State proposes new rules for troubled teen treatment
MISSOULA, Mont. (AP) — The Montana health department is proposing new rules for licensing private residential treatment programs for troubled teens now that the agency has oversight of such programs.
The proposed rules include licensing requirements, unannounced inspections and protocols for reporting abuse and neglect. Programs would not be allowed to punish residents’ behavior through seclusion, physical discipline, excessive physical exercise or by withholding food or water, or denying family visits, the rules state.
Programs would have to develop admission policies to define the types of issues they treat and staff must pass background checks, according to the proposed rules .
Public comment on the proposed rules will be taken at a hearing on Sept. 12 at the DPHHS auditorium in Helena, the Missoulian reports . Written comment is also being accepted by mail or email.
Prior to July 1, state law allowed a board made up mostly of administrators of private treatment programs to oversee private residential treatment programs.
The state Department of Public Health and Human Services removed 27 children from The Ranch for Kid in northwestern Montana just weeks after gaining oversight of the 15 licensed programs citing escalating reports of physical and psychological abuse at the ranch.
The Private Alternative Adolescent Residential and Outdoor Treatment Program board had received 10 complaints about the Ranch for Kids, but it continued to operate.

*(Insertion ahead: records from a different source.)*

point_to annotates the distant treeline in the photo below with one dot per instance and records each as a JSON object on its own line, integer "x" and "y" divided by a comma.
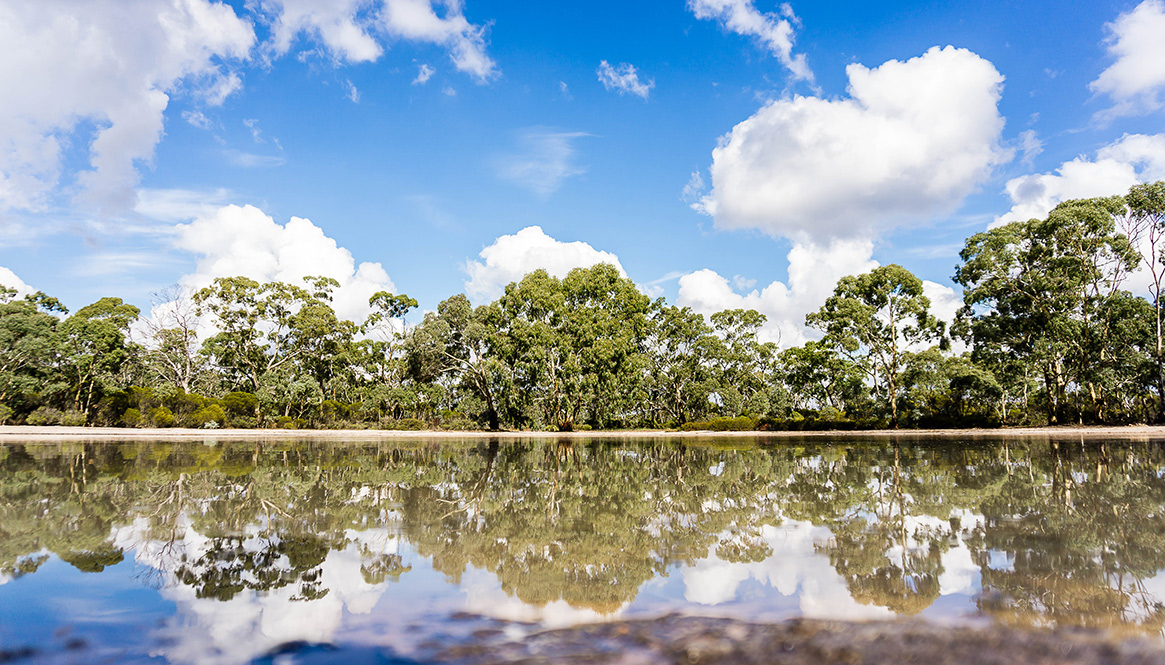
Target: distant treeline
{"x": 1053, "y": 333}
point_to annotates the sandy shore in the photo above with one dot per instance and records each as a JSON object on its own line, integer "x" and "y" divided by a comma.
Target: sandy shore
{"x": 16, "y": 433}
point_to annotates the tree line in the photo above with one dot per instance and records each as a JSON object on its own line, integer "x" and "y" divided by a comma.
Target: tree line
{"x": 1059, "y": 532}
{"x": 1050, "y": 332}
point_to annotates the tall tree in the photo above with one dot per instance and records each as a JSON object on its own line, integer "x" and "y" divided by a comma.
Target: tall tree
{"x": 1035, "y": 291}
{"x": 873, "y": 319}
{"x": 93, "y": 346}
{"x": 1144, "y": 225}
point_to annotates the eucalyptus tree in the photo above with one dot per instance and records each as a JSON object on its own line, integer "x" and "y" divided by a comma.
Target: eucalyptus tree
{"x": 873, "y": 319}
{"x": 606, "y": 327}
{"x": 819, "y": 376}
{"x": 272, "y": 329}
{"x": 93, "y": 346}
{"x": 679, "y": 377}
{"x": 741, "y": 362}
{"x": 458, "y": 340}
{"x": 1033, "y": 295}
{"x": 28, "y": 334}
{"x": 1144, "y": 224}
{"x": 171, "y": 345}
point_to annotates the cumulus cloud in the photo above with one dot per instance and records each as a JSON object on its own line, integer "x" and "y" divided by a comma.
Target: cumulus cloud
{"x": 774, "y": 32}
{"x": 112, "y": 63}
{"x": 424, "y": 72}
{"x": 245, "y": 241}
{"x": 813, "y": 271}
{"x": 418, "y": 21}
{"x": 510, "y": 257}
{"x": 912, "y": 140}
{"x": 1115, "y": 168}
{"x": 623, "y": 79}
{"x": 1136, "y": 77}
{"x": 544, "y": 161}
{"x": 343, "y": 27}
{"x": 350, "y": 30}
{"x": 8, "y": 278}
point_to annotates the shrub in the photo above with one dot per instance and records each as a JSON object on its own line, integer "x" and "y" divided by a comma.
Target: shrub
{"x": 44, "y": 416}
{"x": 240, "y": 403}
{"x": 132, "y": 418}
{"x": 207, "y": 415}
{"x": 161, "y": 417}
{"x": 739, "y": 424}
{"x": 403, "y": 424}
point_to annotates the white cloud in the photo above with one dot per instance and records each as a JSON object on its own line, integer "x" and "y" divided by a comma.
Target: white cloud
{"x": 341, "y": 26}
{"x": 416, "y": 20}
{"x": 1116, "y": 167}
{"x": 813, "y": 271}
{"x": 510, "y": 257}
{"x": 353, "y": 94}
{"x": 1136, "y": 78}
{"x": 197, "y": 119}
{"x": 546, "y": 158}
{"x": 694, "y": 189}
{"x": 245, "y": 241}
{"x": 8, "y": 278}
{"x": 1030, "y": 146}
{"x": 173, "y": 206}
{"x": 113, "y": 63}
{"x": 424, "y": 72}
{"x": 252, "y": 161}
{"x": 912, "y": 140}
{"x": 772, "y": 32}
{"x": 623, "y": 79}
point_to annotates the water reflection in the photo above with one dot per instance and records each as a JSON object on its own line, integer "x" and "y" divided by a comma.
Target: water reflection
{"x": 259, "y": 544}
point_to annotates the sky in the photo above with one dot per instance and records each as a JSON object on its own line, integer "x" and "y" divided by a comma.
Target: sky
{"x": 720, "y": 153}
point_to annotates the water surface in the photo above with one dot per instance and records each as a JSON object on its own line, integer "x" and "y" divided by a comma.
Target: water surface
{"x": 219, "y": 552}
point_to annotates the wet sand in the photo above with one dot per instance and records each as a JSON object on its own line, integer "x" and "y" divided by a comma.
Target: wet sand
{"x": 676, "y": 641}
{"x": 14, "y": 433}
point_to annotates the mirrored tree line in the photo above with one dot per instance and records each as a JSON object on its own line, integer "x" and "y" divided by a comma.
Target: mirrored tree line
{"x": 1060, "y": 532}
{"x": 1050, "y": 332}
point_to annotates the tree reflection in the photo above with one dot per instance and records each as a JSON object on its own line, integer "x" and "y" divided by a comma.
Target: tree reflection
{"x": 1061, "y": 533}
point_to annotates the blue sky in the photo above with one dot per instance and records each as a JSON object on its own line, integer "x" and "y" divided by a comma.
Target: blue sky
{"x": 425, "y": 136}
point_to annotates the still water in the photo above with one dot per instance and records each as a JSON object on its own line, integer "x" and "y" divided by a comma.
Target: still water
{"x": 219, "y": 552}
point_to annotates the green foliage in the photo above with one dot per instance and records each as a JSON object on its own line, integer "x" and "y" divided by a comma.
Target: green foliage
{"x": 1051, "y": 335}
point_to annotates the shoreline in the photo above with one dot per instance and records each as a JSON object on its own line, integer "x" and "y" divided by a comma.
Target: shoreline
{"x": 18, "y": 433}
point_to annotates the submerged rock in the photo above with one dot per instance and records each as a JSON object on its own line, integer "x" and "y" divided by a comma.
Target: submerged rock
{"x": 677, "y": 639}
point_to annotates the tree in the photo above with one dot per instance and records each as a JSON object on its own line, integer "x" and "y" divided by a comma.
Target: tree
{"x": 741, "y": 363}
{"x": 819, "y": 376}
{"x": 1033, "y": 294}
{"x": 173, "y": 338}
{"x": 459, "y": 339}
{"x": 270, "y": 327}
{"x": 679, "y": 379}
{"x": 28, "y": 348}
{"x": 1144, "y": 225}
{"x": 873, "y": 319}
{"x": 93, "y": 346}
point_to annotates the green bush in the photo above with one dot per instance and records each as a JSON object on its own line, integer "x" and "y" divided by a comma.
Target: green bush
{"x": 739, "y": 424}
{"x": 403, "y": 424}
{"x": 44, "y": 416}
{"x": 132, "y": 418}
{"x": 240, "y": 403}
{"x": 161, "y": 417}
{"x": 207, "y": 415}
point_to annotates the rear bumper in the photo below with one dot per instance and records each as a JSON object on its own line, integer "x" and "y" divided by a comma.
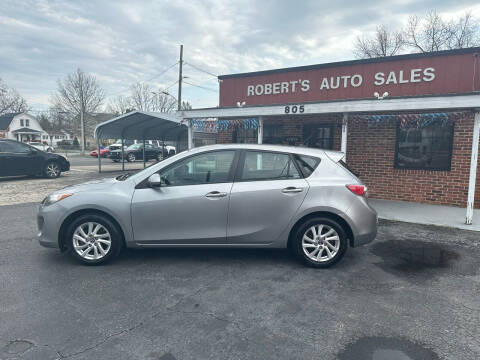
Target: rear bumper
{"x": 365, "y": 221}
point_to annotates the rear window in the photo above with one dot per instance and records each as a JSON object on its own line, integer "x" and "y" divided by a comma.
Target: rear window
{"x": 344, "y": 164}
{"x": 307, "y": 164}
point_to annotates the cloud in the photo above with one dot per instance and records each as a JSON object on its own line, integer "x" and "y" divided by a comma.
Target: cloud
{"x": 122, "y": 42}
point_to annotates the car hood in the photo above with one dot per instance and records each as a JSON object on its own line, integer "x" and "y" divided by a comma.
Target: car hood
{"x": 93, "y": 185}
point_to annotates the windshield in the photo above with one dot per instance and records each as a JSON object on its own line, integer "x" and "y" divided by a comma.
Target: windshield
{"x": 134, "y": 147}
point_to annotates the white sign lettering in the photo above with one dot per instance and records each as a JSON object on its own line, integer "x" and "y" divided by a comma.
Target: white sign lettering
{"x": 343, "y": 82}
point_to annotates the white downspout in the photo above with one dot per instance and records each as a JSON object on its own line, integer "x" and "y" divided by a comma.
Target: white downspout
{"x": 473, "y": 169}
{"x": 344, "y": 135}
{"x": 260, "y": 130}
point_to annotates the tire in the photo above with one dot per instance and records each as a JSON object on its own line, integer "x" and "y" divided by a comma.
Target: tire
{"x": 52, "y": 170}
{"x": 91, "y": 246}
{"x": 321, "y": 253}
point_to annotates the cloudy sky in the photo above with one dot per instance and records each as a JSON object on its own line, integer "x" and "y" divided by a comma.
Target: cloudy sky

It wasn’t until after the 2019 Legislature passed a bill to move oversight to the health department that the board wrote to ranch administrators saying it found some of its practices abusive and unprofessional.
The ranch provided treatment for children who hadn’t bonded with their adoptive families and those who suffered from the effects of their mother’s alcohol use while she was pregnant.
The program’s executive director, Bill Sutley, has said he plans to challenge the state’s suspension of his program’s license.